In this Appendix, we describe the data analysis we conducted for our series of posts on California’s low-wage workers and minimum wage. We begin by discussing some strengths and weaknesses of the data sources we used. We then describe the methods used to construct many of the estimates presented in the posts. Finally, we described how we matched household types to apartment types for the analysis of housing costs.

* Primary Data Source: Monthly Current Population Surveys (CPS).* Most of the estimates in our posts use data from the outgoing rotation groups from the Basic Monthly CPS. The survey asks these rotation groups about the hourly wage or usual weekly earnings (along with usual weekly hours) for each worker in the respondent’s household. For our analysis, key strengths of the CPS include:

Individual-level microdata are publicly available, enabling a high degree of customization.

Responses to the wage, earnings, and hours questions are relatively precise. The main exception is that high wages are top-coded: all wages above a certain amount are assigned the same value. In high-wage states like California, top-coding seriously hinders analyses that consider the upper portion of the wage distribution. Also, starting in April 2023, the Census Bureau has rounded wages and earnings to a greater degree than it did historically, although the wage measurements remain more precise than those in other publicly available data.

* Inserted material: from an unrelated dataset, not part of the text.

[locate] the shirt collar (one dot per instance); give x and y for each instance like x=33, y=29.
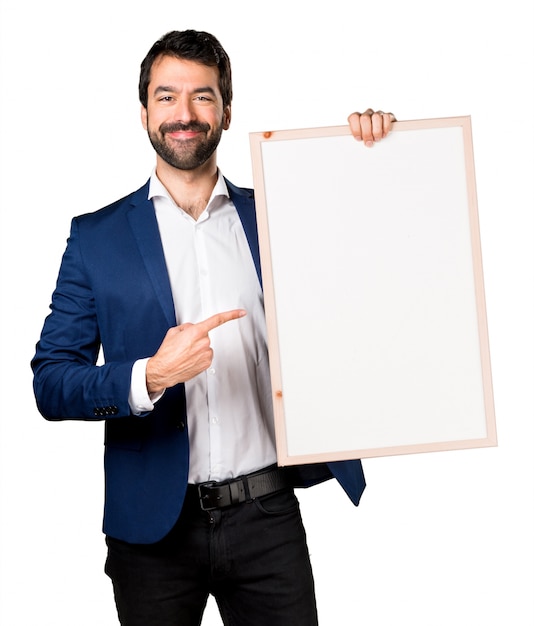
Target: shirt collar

* Secondary Data Source: Occupational and Employment Wage Survey (OEWS).* The CPS’s sample size is not large enough to produce reliable estimates of average wages for relatively small groups of California workers, such as those in narrowly defined occupations or geographic areas. To examine these issues, we use the OEWS. We limit our use of the OEWS to these cases because OEWS microdata are not publicly available and because the wage measurements are less precise than those in the CPS. The OEWS survey responses place wages into relatively wide bins. The publicly posted statistics incorporate assumptions that (1) each worker’s wage was equal to the average value within the bin (which in turn comes from another data source) and (2) all wages recently grew at the same rate as an aggregate employment cost index.

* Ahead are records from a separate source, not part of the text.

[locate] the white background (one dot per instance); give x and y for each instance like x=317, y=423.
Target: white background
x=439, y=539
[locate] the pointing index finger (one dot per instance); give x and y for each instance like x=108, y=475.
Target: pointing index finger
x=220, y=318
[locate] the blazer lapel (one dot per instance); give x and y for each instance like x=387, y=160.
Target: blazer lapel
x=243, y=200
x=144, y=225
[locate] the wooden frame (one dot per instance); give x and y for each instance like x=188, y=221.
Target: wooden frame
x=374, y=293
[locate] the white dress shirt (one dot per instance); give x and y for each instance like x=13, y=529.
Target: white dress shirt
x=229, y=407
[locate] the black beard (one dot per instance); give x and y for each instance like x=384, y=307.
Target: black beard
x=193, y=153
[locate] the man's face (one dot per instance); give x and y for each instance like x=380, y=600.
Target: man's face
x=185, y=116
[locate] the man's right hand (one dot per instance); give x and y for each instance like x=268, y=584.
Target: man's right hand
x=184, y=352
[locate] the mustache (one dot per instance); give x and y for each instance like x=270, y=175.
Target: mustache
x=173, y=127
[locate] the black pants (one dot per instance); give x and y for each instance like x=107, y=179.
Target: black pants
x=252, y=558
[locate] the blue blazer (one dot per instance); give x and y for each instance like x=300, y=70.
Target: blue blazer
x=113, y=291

* Main Weakness: Survey Nonresponse.* When organizations conduct surveys, many of the people they contact do not provide complete responses. Some decline to respond to the survey altogether (“unit nonresponse”), while others respond to most parts of the survey but decline to answer certain questions (“item nonresponse”). Both types of nonresponse can make estimates of wages and of workers’ characteristics less accurate or less informative. To some extent, this is due simply to the smaller sample size. Much more serious problems, however, can arise when respondents differ systematically from nonrespondents. These concerns have grown as response rates for many surveys have declined substantially over the last decade. For example, the monthly CPS unit nonresponse rate grew from 10 percent in 2013 to 30 percent in 2023. Unit nonresponse rates for many other surveys are well above 30 percent.

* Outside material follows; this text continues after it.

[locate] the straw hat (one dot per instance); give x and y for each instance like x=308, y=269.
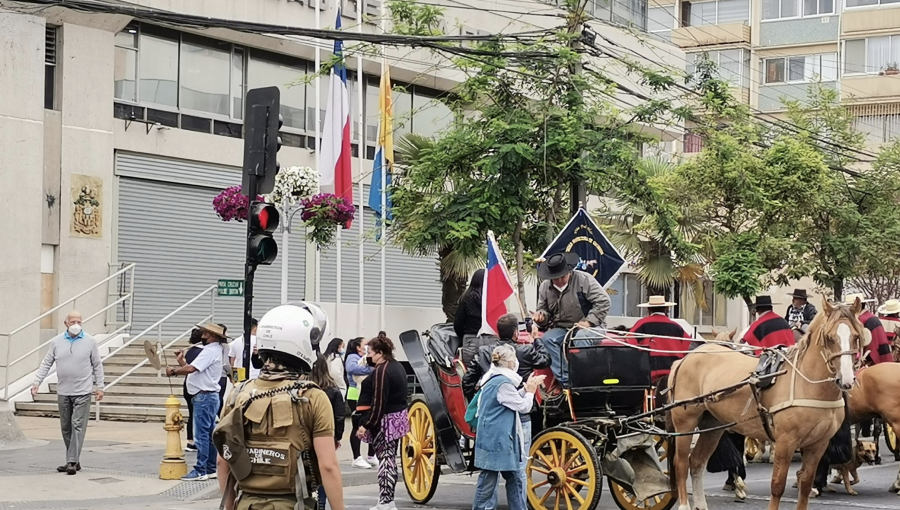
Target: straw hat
x=656, y=301
x=891, y=306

* Another Weakness: Measurement Error.* Even when survey participants respond to questions, their responses sometimes do not provide totally accurate information about their wages or other characteristics. These measurement errors can reduce the accuracy of the resulting estimates.

* Strategy for Unit Nonresponse: Official Survey Weights.* To address unit nonresponse, we use the earnings weights calculated by the Census Bureau. This approach is widespread, but it has some key limitations. In particular, its accuracy depends on the assumption that outcomes for nonrespondents are “conditionally missing at random.” In other words, if the method used to construct the weights misses major systematic differences between respondents and nonrespondents, then the resulting estimates potentially can be quite inaccurate.

Alternatively, we could take an approach that is more agnostic about the differences between respondents and nonrespondents. Such an approach improves accuracy, but—since 30 percent of households do not respond to the survey—it tends to yield wide bounds. Presenting such bounds alongside point estimates can provide helpful context, but we do not pursue that approach in these posts, as the resulting array of numbers could be difficult to interpret.

* Constructing Hourly Wage Variable.* We construct the hourly wage variable as follows:

We treat all imputed values for hourly wages, weekly earnings, and weekly hours as missing.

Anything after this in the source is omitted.